This study shows that young asymptomatic SLE patients without any cardiovascular symptoms demonstrate abnormal LV systolic function as assessed with TDI and strain imaging and correlates with disease activity. SLE patients also had abnormal LV diastolic function as assessed by strain rate. Patients with higher disease activity had significantly higher E/E' compared to those with low disease activity. Among SLE patients, no significant difference was found in the above parameters in relation to the presence of anticardiolipin antibodies.

TDI and strain imaging are useful tools for the detection of LV dysfunction and could be used as a reliable screening for subclinical cardiac manifestations in patients with increased risk for cardiovascular diseases.[6],[19] This study suggests that these methods may be used in asymptomatic SLE patients to assess the presence of LV dysfunction.

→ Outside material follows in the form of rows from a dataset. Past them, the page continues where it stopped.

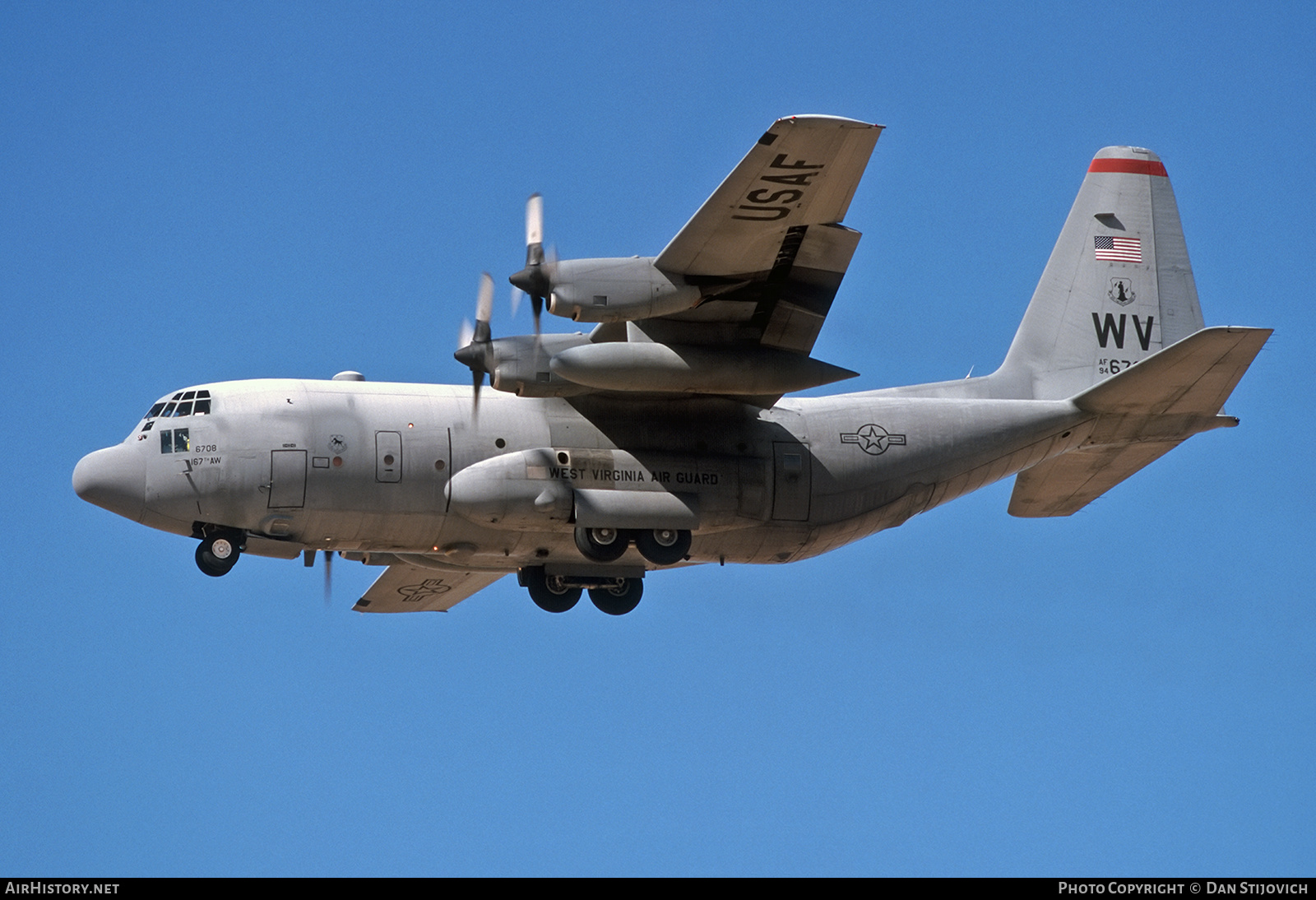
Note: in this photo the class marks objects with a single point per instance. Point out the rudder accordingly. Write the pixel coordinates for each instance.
(1116, 289)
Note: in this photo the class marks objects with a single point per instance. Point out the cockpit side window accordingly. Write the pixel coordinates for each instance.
(184, 403)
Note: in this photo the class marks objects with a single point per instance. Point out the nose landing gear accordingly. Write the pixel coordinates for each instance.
(219, 551)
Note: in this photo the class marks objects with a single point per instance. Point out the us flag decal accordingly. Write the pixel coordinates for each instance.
(1118, 249)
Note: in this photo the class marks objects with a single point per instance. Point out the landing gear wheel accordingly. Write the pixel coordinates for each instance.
(602, 544)
(217, 554)
(662, 546)
(548, 591)
(619, 601)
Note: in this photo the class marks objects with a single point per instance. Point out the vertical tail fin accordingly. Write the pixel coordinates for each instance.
(1118, 285)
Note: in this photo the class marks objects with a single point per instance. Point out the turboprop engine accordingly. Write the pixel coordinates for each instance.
(605, 489)
(616, 290)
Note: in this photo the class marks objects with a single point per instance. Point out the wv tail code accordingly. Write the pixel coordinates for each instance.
(1112, 328)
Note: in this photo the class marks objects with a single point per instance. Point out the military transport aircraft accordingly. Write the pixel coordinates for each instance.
(662, 437)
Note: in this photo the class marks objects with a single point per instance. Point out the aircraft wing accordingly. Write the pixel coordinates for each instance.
(767, 248)
(411, 588)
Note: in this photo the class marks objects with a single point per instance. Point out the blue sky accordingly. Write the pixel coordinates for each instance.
(197, 193)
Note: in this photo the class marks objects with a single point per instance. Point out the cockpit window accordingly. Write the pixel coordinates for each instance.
(184, 403)
(175, 441)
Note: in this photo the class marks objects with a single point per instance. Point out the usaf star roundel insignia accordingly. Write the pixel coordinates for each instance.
(873, 438)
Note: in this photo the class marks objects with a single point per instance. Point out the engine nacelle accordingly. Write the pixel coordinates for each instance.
(618, 290)
(605, 489)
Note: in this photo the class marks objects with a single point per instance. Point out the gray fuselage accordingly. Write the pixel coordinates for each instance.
(405, 469)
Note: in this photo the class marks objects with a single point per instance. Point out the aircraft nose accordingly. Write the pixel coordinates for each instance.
(115, 479)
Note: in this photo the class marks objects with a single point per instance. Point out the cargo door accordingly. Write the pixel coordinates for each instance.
(791, 480)
(287, 479)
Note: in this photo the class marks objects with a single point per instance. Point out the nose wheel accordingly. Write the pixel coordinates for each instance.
(219, 553)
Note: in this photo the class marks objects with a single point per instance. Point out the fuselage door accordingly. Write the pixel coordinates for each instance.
(791, 482)
(287, 478)
(388, 457)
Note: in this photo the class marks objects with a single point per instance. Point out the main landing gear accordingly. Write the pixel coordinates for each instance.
(662, 546)
(219, 551)
(615, 596)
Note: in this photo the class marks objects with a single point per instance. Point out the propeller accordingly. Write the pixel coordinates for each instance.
(536, 279)
(477, 345)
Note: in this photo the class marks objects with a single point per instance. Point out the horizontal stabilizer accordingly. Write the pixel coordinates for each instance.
(1142, 414)
(411, 588)
(800, 174)
(1066, 483)
(1191, 378)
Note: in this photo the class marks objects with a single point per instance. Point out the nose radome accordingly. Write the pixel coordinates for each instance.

Gin et al. used TDI to evaluate LV function in patients with SLE.[20] A trend towards LV dysfunction was observed in the SLE group with lower peak systolic TDI of the mitral annulus, though it was not statistically significant. In the present study, SLE patients had a significant reduction of TDI systolic velocities at medial and lateral mitral annulus compared to healthy controls, despite normal ejection fraction and cardiac output. SLE patients with high disease activity have lower TDI systolic myocardial velocity in comparison to lower disease activity patients. Unlike Buss et al. and Allam et al., no significant decrease in diastolic myocardial velocity using TDI in SLE patients as compared to healthy individuals was seen, which might be due to different disease activity status and disease duration.[14],[21] Similar to the present study, Lee et al. had observed a higher E/E' ratio in SLE patients with high disease activity than low disease activity patients, suggesting diastolic dysfunction.[22] As described above, LV longitudinal strain was significantly less in SLE patients compared to controls and in SLE patients with high disease activity compared to low disease activity. This was in accordance with Buss et al.[14] There was a significant correlation of longitudinal myocardial dysfunction as measured by strain with disease activity SLEDAI score.

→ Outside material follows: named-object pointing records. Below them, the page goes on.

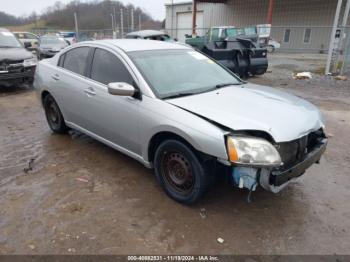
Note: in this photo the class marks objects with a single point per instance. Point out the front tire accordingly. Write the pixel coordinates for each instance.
(270, 48)
(180, 172)
(54, 116)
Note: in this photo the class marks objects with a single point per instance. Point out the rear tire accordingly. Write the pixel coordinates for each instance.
(54, 116)
(182, 175)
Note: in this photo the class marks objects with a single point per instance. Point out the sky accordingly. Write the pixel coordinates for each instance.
(24, 7)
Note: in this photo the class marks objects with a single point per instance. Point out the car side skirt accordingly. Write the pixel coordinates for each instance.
(111, 144)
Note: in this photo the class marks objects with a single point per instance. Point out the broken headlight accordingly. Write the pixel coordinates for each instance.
(252, 151)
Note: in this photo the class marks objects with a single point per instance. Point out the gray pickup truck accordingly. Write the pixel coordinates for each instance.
(17, 65)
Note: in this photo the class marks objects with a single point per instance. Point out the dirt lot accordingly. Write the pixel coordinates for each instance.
(84, 198)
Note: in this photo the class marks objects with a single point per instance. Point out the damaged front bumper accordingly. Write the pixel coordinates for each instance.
(274, 180)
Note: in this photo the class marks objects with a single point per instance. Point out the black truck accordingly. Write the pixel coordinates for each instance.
(17, 65)
(239, 52)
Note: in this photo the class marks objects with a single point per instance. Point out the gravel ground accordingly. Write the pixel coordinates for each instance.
(82, 197)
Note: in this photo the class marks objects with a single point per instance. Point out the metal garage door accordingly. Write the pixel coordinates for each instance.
(184, 25)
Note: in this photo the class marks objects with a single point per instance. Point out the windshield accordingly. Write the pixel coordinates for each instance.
(7, 39)
(67, 34)
(174, 72)
(250, 30)
(52, 41)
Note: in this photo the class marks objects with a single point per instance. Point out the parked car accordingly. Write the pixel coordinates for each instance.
(273, 45)
(28, 37)
(182, 113)
(231, 47)
(150, 35)
(50, 45)
(70, 37)
(17, 65)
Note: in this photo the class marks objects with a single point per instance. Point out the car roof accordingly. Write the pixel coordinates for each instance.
(130, 45)
(145, 33)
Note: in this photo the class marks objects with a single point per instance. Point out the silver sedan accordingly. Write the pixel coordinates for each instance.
(181, 113)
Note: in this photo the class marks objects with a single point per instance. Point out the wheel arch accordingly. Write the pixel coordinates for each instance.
(44, 94)
(162, 136)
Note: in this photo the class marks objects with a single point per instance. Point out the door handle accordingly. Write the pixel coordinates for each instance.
(55, 77)
(90, 91)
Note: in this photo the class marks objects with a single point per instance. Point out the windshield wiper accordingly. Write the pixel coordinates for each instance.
(179, 95)
(229, 84)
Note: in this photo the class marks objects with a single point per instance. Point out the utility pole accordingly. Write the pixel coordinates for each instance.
(132, 19)
(122, 22)
(344, 35)
(76, 25)
(113, 29)
(140, 21)
(115, 19)
(172, 18)
(332, 52)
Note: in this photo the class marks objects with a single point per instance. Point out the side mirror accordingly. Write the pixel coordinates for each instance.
(121, 89)
(27, 44)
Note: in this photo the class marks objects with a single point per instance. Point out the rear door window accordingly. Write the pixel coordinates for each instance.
(107, 68)
(76, 60)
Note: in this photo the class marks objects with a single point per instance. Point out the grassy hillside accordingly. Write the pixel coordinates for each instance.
(27, 27)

SLE due to chronic inflammatory process can alter LV structure and function and lead to subclinical vasculitis, myocarditis, and premature CAD.[4],[23] This can lead to an increased prevalence of subclinical LV dysfunction, which may be a prognostic indicator of cardiac morbidity and mortality. Since the use of steroid therapy, vasculitis and myocarditis have been decreased in SLE patients.[24] Reported CAD prevalence ranges from 6% to 10% in SLE.[4],[25] Cardiac magnetic resonance imaging (MRI) demonstrated that T2 relaxation times were significantly longer in active SLE patients compared to healthy controls; such abnormalities are a sensitive indicator of myocardial disease even in the absence of myocardial involvement clinically.[26] Tc-99 m sestamibi myocardial perfusion single-photon-emission computed tomography also demonstrated a high incidence of myocardial perfusion abnormalities in asymptomatic SLE patients without any signs of cardiac involvement.[27] Both scintigraphy and MRI may be useful in the diagnosis of myocarditis but are usually not used routinely as a screening method.

The present study has a few limitations. Tissue Doppler-based strain was used as we did not have speckle tracking at the time of the study. We did not follow-up patients with high disease activity to see the change in TDI and strain in response to therapy. The sample size was relatively small. Although all echocardiogram was done by single operator with no consequent inter-observer variation, we did not systematically study intra-observer variation.

  Conclusion Top

Asymptomatic SLE patients showed impaired LV systolic and diastolic function compared to healthy controls, which was significantly associated with enhanced disease activity. Routine 2D-Echocardiography often lacks sensitivity to identify early subclinical involvement. TDI and strain imaging are useful as early indicators of LV dysfunction and for screening subclinical cardiac manifestations. The clinical significance of this dysfunction needs to be established in long-term studies to determine whether the detection of such abnormalities in otherwise asymptomatic subjects should affect their disease activity index and therapeutic management. Moreover, the use of these imaging techniques could help a better understanding of the prevalence and mechanisms of cardiac involvement in SLE patients.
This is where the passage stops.